The variations in spelling of ‘whisky’ or ‘whiskey’ are simply cultural differences in language. The Latin term for distilled alcohol was ‘aqua vitae’ – meaning ‘water of life’ – which translated into Scots Gaelic as ‘uisge beatha’ and Irish Gaelic as ‘uisce beatha’. Over the years the ‘uisge’ of ‘uisce’ simply evolved into ‘whisky’ in Scotland or ‘whiskey’ in Ireland, both originally meaning ‘water’!

Lots of Irish emigrated to America while lots of Scots emigrated to Canada, each group taking their own spelling with them. Other countries have simply chosen their own style, for example Japan, which models its distilling on the Scottish style. Another widely used term is ‘Scotch’, but this can only be officially used to describe whiskies distilled in Scotland.

As well as the type of grain used, a whisky gets its distinctive flavour from the water used in the distilling process and then the ageing process. For example, many Scotch whiskies have a ‘peaty’ flavour because the water has run through peat-rich soil, while other may taste oaky, having matured in barrels made from charred oak.

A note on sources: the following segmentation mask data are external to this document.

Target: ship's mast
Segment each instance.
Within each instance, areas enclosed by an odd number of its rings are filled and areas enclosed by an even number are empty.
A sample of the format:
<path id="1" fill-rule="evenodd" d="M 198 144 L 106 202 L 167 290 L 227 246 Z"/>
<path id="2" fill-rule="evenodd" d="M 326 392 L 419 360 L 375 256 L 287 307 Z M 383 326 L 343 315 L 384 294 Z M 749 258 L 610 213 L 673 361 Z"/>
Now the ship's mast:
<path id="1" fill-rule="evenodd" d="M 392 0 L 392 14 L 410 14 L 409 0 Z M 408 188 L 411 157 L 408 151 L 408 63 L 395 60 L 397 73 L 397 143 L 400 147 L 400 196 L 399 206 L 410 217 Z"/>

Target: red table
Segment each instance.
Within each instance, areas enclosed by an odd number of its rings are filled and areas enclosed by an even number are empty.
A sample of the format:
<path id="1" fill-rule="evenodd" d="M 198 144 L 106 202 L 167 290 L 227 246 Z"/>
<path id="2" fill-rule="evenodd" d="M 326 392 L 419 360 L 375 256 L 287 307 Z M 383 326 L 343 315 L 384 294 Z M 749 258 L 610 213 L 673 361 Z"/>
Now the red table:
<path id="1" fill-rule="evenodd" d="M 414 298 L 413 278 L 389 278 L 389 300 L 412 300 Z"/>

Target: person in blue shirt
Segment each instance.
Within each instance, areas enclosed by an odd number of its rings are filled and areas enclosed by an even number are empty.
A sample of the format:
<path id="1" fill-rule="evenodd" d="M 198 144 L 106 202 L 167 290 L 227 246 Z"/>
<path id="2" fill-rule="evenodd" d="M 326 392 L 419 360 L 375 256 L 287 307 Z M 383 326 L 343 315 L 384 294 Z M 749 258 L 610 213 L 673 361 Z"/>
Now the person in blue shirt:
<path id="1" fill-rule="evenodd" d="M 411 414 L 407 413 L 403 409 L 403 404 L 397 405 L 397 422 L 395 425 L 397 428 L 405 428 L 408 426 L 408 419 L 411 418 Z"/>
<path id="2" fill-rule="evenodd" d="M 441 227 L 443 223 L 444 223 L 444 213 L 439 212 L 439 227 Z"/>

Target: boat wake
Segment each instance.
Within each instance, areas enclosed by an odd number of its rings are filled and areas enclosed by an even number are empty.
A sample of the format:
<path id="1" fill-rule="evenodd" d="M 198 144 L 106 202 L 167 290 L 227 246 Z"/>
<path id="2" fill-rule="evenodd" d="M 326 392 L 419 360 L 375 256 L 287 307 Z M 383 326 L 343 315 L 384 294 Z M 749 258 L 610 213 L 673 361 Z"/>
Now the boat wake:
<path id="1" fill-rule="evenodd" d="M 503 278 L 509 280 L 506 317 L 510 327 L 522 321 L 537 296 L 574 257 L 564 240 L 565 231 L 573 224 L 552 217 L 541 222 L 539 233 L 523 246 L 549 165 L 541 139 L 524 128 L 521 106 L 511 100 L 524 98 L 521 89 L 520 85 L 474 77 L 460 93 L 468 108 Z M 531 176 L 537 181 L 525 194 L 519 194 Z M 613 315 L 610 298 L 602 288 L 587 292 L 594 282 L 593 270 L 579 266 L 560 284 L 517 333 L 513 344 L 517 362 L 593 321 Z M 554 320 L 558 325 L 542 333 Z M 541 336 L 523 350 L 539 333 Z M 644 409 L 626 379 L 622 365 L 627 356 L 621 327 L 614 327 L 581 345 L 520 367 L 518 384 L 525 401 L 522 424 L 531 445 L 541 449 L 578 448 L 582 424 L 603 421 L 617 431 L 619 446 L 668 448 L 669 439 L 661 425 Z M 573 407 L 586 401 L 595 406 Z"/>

A ‘single malt’ whisky comes from a single distillery and is made from a mash using only one type of grain. A ‘blended malt whisky’ is a mixture of single malts from different distilleries and might be labelled ‘pure malt’ or just ‘malt’, but not ‘single malt’. A ‘blended whisky’ is a mixture of different types of whisky, possibly from several distilleries, combined to produce a particular flavour.

A good quality malt whisky might also be labelled ‘single cask’, meaning it cannot contain whisky from several casks or of different ages. Real connoisseurs will seek out a specific cask number in their quest for the perfect dram!

Whatever your favoured tipple, why not raise a glass today to mark International Whisk(e)y Day.